With regard to skill, I suppose it would depend on how we define skill.

here's one definition:

"We calculate the average relative return value and relative return SD of each fund, from which we can calculate a Z value as sqrt(11)*(avg/SD). Using a one tailed t test with10 degrees of freedom we can now calculate a p value. (For the purists among you, I used a population SD instead of the sample SD. This produces slightly lower p values, and thus militates slightly in favor of the funds.)

"The "p value" is simply the probability that the result may have occurred by chance. A p value of 1 indicates that the result occurred almost certainly by chance, whereas a p of 0.05 means that there was only a 5% probability of chance occurrence...

Since we're looking only at the best funds after the fact, we have to guard against "data mining." We do this by calculating the adjusted p value as (1-(1-p)^n). (where p is the unadjusted p value, and n the number of funds) Whew!"
efficientfrontier.com

what Bernstein finds is there is scant evidence of skill in investors. but he finds evidence of skill in baseball players, and even develops a prediction:

"Take all of the NL batting champs for 1959-79, and look at the batting averages for those who played 11 more seasons after that."

so, find the best batter each year, but let it be a batter who is young enough that we can "bet" on his future performance over a substantial (11-year) time period. this is not data mining, because we are looking at, basically, young batting champs, and "betting" that they will outperform going forward. indeed they do, to a ridiculous degree.

What I do consider a skill is the ability to eliminate most emotion from the process. That takes skill, at least it did for me.

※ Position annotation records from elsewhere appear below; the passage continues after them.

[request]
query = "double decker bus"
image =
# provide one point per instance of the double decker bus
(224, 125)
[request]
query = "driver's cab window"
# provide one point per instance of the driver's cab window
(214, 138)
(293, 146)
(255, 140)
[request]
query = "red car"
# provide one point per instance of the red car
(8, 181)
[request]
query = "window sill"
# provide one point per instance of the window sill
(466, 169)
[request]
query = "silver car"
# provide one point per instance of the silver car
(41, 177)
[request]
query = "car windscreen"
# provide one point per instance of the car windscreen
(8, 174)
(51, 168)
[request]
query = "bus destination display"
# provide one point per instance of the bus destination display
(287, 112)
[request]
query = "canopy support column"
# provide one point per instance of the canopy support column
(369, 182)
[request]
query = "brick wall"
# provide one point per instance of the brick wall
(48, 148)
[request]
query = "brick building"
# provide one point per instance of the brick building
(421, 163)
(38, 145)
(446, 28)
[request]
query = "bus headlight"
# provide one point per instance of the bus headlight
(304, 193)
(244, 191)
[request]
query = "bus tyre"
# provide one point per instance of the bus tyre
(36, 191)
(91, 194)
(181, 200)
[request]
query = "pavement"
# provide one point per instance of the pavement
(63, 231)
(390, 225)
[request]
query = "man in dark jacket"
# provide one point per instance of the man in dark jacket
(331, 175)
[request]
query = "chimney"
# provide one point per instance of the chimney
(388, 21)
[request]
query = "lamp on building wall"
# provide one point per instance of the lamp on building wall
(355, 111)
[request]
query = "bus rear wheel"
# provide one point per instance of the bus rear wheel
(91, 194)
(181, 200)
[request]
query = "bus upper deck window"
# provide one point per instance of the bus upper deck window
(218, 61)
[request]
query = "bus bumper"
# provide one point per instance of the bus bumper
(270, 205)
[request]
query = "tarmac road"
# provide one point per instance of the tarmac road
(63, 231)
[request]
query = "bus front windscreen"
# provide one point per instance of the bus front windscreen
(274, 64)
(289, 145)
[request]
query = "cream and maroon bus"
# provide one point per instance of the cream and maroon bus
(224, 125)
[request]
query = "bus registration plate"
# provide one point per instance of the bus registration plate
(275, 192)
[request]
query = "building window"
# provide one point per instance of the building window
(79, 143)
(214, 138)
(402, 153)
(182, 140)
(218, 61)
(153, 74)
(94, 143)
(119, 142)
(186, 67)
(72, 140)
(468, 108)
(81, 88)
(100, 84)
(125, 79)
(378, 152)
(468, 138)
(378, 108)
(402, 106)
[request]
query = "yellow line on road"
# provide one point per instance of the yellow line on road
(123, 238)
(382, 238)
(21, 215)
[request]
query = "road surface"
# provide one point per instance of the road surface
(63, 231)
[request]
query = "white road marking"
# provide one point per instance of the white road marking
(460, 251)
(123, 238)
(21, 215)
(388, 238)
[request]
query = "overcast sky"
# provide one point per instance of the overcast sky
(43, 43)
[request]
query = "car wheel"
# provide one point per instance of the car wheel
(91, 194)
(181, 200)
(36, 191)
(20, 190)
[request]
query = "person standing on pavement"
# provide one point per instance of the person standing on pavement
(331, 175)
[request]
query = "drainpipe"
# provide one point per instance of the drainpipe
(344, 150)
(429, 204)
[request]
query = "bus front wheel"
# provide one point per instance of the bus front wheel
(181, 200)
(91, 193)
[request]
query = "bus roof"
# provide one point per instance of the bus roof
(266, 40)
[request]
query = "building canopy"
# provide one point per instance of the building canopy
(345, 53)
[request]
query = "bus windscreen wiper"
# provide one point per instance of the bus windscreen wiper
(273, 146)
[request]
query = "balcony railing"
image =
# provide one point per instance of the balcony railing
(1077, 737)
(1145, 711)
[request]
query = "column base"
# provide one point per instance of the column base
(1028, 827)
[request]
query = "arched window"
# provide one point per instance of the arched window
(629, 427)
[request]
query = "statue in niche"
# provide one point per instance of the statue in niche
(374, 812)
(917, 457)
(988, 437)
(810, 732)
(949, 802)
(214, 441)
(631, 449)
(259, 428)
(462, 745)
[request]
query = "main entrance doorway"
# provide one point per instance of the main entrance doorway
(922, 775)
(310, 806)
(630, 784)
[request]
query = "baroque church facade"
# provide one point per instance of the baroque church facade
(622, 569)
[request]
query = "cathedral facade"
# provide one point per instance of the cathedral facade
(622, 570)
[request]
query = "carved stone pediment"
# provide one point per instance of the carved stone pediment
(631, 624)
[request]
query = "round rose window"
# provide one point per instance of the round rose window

i think there could be something to that. obviously markets have a high element of irrationality to them. at some points (extremes, at least), this may present inefficiencies that can be exploited. "Buy when there's blood running in the streets" and all that. one of the best market calls i've seen (and had the privilege to receive) was a call to buy FCX the day after the Bali bombing. FCX traded down below $10 intraday that day, and i was buying. (the call was issued by the now-defunct Apogee Research, which was headed at the time by Eric Fry, of Agora fame.)

Skill? I don't know.

i don't know either. i mean, i don't think it's possible to "prove" investor skill in a statistically significant sense, as one could prove a batter's skill (or lack thereof). otoh, there is evidence of "lack of skill"--i.e., some investors are RELIABLY worse than average. it seems that if somebody is reliably worse than average, you could be above average just by fading them. but somehow that's not the case. it may be just that the provably bad investors simply lose money through excess transaction costs (spreads, etc.) and low-probability trades (the kind Taleb used to buy, LOL).

at the end of the day, most individual investors (or traders, or however you define yourself) are more interested in absolute returns than in market benchmarks. it's little comfort to lose 10% of your PF when the market lost 25%. people would much rather make money year in, year out, relative to their personal wealth benchmarks.



To: chowder who wrote (83801)5/1/2007 8:40:38 AM
From: CapitalistHogg™  Read Replies (1) | Respond to of 206330
 
What I do consider a skill is the ability to eliminate most emotion from the process.

For me this is THE most important task a trader must do. i have written on the dry erase board in front of my trading computer "Do I have the emotional health and temperament to get the job done TODAY?" if the answer is no i do something else.